Sostack behauptet, dass die Spezialisten von Ripple Labs ihn absichtlich dazu verführt haben, die Token zu kaufen, als der Preis hoch war. Dann, als es zu fallen begann, gewannen sie Gewinne, während der Händler sein Geld verlor.

Boies Schiller Flexner, ein Vertreter der Ripple Labs, gab an, dass eine Frist von drei Jahren verstrichen sei. Die Kläger haben keinen Anspruch auf Schadensersatz nach dem Wertpapiergesetz.

Die XRP-Münzen wurden 2013 "geprägt", sagen Angeklagte. Selbst wenn eine Gruppe von Investoren Geld verloren hat, ist dies in Ordnung, da die drei Jahre bereits vorbei sind. Gegen den Kündigungsschutzantrag halten Vertreter von Ripple den Antrag für „verdreht“. Damien Marshall, der im New Yorker Büro Ripple arbeitet, sagte:

"Es wird immer eine Spannung zwischen der Abhilfefunktion des Gesetzes und der Satzung der Ruhe geben. Das ist die Art der Ruhe, es ist eine Beschränkung der fortdauernden Haftung. Das ist die Absicht des Kongresses. “

Oleg Elkhunovich, der die Interessen des Händlers Susman Godfrey verteidigt, sagt, dass der Antrag auf Entlassung das Problem nicht lösen könne. Ripple sollte den Anlegern bereits 2013 ein entsprechendes Angebot unterbreiten. Möglicherweise haben sie die Token im Laufe der Jahre verkauft.
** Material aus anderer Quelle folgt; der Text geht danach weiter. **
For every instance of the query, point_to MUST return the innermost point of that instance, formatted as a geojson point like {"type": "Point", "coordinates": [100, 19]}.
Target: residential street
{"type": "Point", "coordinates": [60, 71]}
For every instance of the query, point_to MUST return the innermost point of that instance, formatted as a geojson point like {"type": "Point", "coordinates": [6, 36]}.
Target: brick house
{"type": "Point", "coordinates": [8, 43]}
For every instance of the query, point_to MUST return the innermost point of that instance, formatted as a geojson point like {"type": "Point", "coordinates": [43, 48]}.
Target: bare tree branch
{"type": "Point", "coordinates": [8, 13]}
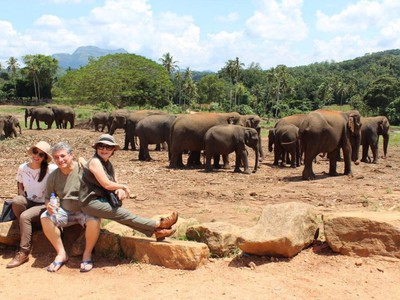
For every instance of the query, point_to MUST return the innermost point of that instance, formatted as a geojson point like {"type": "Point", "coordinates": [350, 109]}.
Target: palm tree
{"type": "Point", "coordinates": [12, 66]}
{"type": "Point", "coordinates": [232, 69]}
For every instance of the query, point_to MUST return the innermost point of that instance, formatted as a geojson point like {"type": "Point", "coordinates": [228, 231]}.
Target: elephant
{"type": "Point", "coordinates": [295, 120]}
{"type": "Point", "coordinates": [9, 125]}
{"type": "Point", "coordinates": [37, 114]}
{"type": "Point", "coordinates": [228, 138]}
{"type": "Point", "coordinates": [187, 133]}
{"type": "Point", "coordinates": [130, 127]}
{"type": "Point", "coordinates": [154, 129]}
{"type": "Point", "coordinates": [101, 119]}
{"type": "Point", "coordinates": [285, 138]}
{"type": "Point", "coordinates": [63, 115]}
{"type": "Point", "coordinates": [371, 129]}
{"type": "Point", "coordinates": [329, 131]}
{"type": "Point", "coordinates": [117, 119]}
{"type": "Point", "coordinates": [254, 121]}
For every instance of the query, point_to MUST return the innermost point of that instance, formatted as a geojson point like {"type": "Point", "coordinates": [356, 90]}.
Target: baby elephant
{"type": "Point", "coordinates": [225, 139]}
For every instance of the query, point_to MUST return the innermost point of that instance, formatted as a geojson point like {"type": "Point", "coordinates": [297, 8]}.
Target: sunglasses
{"type": "Point", "coordinates": [41, 154]}
{"type": "Point", "coordinates": [102, 146]}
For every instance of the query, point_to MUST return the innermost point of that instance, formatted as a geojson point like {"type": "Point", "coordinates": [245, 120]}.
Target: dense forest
{"type": "Point", "coordinates": [370, 83]}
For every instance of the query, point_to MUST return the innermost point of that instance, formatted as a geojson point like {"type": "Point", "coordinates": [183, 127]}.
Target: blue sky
{"type": "Point", "coordinates": [204, 34]}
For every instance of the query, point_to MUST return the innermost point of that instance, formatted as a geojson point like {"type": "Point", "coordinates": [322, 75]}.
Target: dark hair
{"type": "Point", "coordinates": [43, 168]}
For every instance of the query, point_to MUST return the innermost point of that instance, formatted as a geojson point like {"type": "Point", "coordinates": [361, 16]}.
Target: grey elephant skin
{"type": "Point", "coordinates": [284, 139]}
{"type": "Point", "coordinates": [328, 131]}
{"type": "Point", "coordinates": [131, 121]}
{"type": "Point", "coordinates": [225, 139]}
{"type": "Point", "coordinates": [295, 120]}
{"type": "Point", "coordinates": [63, 115]}
{"type": "Point", "coordinates": [8, 126]}
{"type": "Point", "coordinates": [117, 119]}
{"type": "Point", "coordinates": [254, 121]}
{"type": "Point", "coordinates": [100, 121]}
{"type": "Point", "coordinates": [187, 133]}
{"type": "Point", "coordinates": [39, 114]}
{"type": "Point", "coordinates": [371, 129]}
{"type": "Point", "coordinates": [154, 129]}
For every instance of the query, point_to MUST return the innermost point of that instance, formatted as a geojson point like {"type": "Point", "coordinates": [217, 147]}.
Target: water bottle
{"type": "Point", "coordinates": [53, 199]}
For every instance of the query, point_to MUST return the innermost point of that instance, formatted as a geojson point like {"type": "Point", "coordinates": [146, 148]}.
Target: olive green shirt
{"type": "Point", "coordinates": [65, 187]}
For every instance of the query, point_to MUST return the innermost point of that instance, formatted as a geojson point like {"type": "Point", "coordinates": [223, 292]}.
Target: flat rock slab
{"type": "Point", "coordinates": [282, 230]}
{"type": "Point", "coordinates": [220, 237]}
{"type": "Point", "coordinates": [363, 233]}
{"type": "Point", "coordinates": [170, 253]}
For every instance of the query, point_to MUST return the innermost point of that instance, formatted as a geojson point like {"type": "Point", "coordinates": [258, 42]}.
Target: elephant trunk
{"type": "Point", "coordinates": [26, 119]}
{"type": "Point", "coordinates": [385, 144]}
{"type": "Point", "coordinates": [257, 151]}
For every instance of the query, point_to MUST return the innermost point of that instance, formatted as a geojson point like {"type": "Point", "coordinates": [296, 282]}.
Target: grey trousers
{"type": "Point", "coordinates": [26, 212]}
{"type": "Point", "coordinates": [121, 215]}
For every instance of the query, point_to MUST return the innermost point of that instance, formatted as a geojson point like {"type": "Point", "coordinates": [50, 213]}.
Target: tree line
{"type": "Point", "coordinates": [370, 83]}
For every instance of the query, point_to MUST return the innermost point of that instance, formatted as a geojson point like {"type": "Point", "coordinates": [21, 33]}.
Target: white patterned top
{"type": "Point", "coordinates": [29, 178]}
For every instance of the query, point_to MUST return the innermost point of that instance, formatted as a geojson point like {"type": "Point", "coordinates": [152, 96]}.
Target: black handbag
{"type": "Point", "coordinates": [7, 213]}
{"type": "Point", "coordinates": [113, 199]}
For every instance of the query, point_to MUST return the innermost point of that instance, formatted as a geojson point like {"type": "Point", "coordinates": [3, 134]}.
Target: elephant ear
{"type": "Point", "coordinates": [247, 135]}
{"type": "Point", "coordinates": [353, 122]}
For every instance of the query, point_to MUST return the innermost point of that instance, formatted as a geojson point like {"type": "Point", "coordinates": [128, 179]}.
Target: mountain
{"type": "Point", "coordinates": [81, 56]}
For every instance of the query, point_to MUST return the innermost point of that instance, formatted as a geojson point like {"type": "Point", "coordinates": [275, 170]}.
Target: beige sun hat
{"type": "Point", "coordinates": [44, 147]}
{"type": "Point", "coordinates": [107, 140]}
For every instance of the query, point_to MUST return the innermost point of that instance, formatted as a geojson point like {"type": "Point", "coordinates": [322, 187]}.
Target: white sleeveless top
{"type": "Point", "coordinates": [29, 178]}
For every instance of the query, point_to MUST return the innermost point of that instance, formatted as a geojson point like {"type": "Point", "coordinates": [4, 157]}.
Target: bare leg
{"type": "Point", "coordinates": [91, 235]}
{"type": "Point", "coordinates": [53, 234]}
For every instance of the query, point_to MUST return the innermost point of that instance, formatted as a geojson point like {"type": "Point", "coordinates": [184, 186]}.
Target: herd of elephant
{"type": "Point", "coordinates": [295, 139]}
{"type": "Point", "coordinates": [218, 134]}
{"type": "Point", "coordinates": [327, 132]}
{"type": "Point", "coordinates": [61, 115]}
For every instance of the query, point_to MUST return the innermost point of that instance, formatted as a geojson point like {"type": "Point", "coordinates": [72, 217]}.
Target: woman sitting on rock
{"type": "Point", "coordinates": [99, 179]}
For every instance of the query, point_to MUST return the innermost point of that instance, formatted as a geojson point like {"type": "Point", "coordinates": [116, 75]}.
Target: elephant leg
{"type": "Point", "coordinates": [243, 158]}
{"type": "Point", "coordinates": [208, 162]}
{"type": "Point", "coordinates": [374, 150]}
{"type": "Point", "coordinates": [225, 159]}
{"type": "Point", "coordinates": [364, 153]}
{"type": "Point", "coordinates": [293, 158]}
{"type": "Point", "coordinates": [238, 161]}
{"type": "Point", "coordinates": [216, 158]}
{"type": "Point", "coordinates": [347, 160]}
{"type": "Point", "coordinates": [126, 141]}
{"type": "Point", "coordinates": [308, 171]}
{"type": "Point", "coordinates": [332, 156]}
{"type": "Point", "coordinates": [194, 159]}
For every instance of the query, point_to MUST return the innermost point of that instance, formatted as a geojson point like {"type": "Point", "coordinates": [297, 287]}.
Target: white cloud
{"type": "Point", "coordinates": [229, 18]}
{"type": "Point", "coordinates": [356, 17]}
{"type": "Point", "coordinates": [49, 20]}
{"type": "Point", "coordinates": [342, 47]}
{"type": "Point", "coordinates": [277, 21]}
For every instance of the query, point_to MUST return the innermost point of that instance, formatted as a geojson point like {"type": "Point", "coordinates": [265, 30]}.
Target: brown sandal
{"type": "Point", "coordinates": [161, 234]}
{"type": "Point", "coordinates": [166, 223]}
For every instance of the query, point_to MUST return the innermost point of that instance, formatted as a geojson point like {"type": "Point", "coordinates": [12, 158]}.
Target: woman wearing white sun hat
{"type": "Point", "coordinates": [29, 203]}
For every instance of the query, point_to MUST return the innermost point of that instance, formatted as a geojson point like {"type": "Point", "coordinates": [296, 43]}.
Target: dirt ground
{"type": "Point", "coordinates": [218, 196]}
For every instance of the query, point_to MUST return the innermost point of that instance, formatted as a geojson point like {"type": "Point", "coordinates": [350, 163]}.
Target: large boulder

„Ein Angebot an die Öffentlichkeit reicht nicht aus. Es muss die Art von seriösem öffentlichem Angebot sein, das die Öffentlichkeit auf die Idee bringt. “

Welligkeit ist egal, welche Regeln die Wertpapier- und Rohstoffmärkte kontrollieren

Interessanterweise teilen die Vertreter von Ripple der Öffentlichkeit nicht mit, wann sie die zum Verkauf stehenden Token erstellt haben. Der Richter fragte die Angeklagten:

"Sie schlagen vor, dass ich mich auf das verlasse, was Sie sagen, anstatt auf das, was Sie versprochen haben, weil es ungenau ist? In Anbetracht der Sorgfalt, die Sie bei der Charakterisierung von Verkäufen an die Öffentlichkeit walten lassen, ist dies der Kern Ihrer Argumentation. Warum haben Sie das in Ihre Beschwerde aufgenommen? "

Der Vertreter von Ripple räumte ein, dass das absichtliche Schweigen von Ripple in Bezug auf die Bekanntgabe spezifischer Daten über ihren öffentlichen Verkauf eine sehr schlechte und inkorrekte Praxis ist.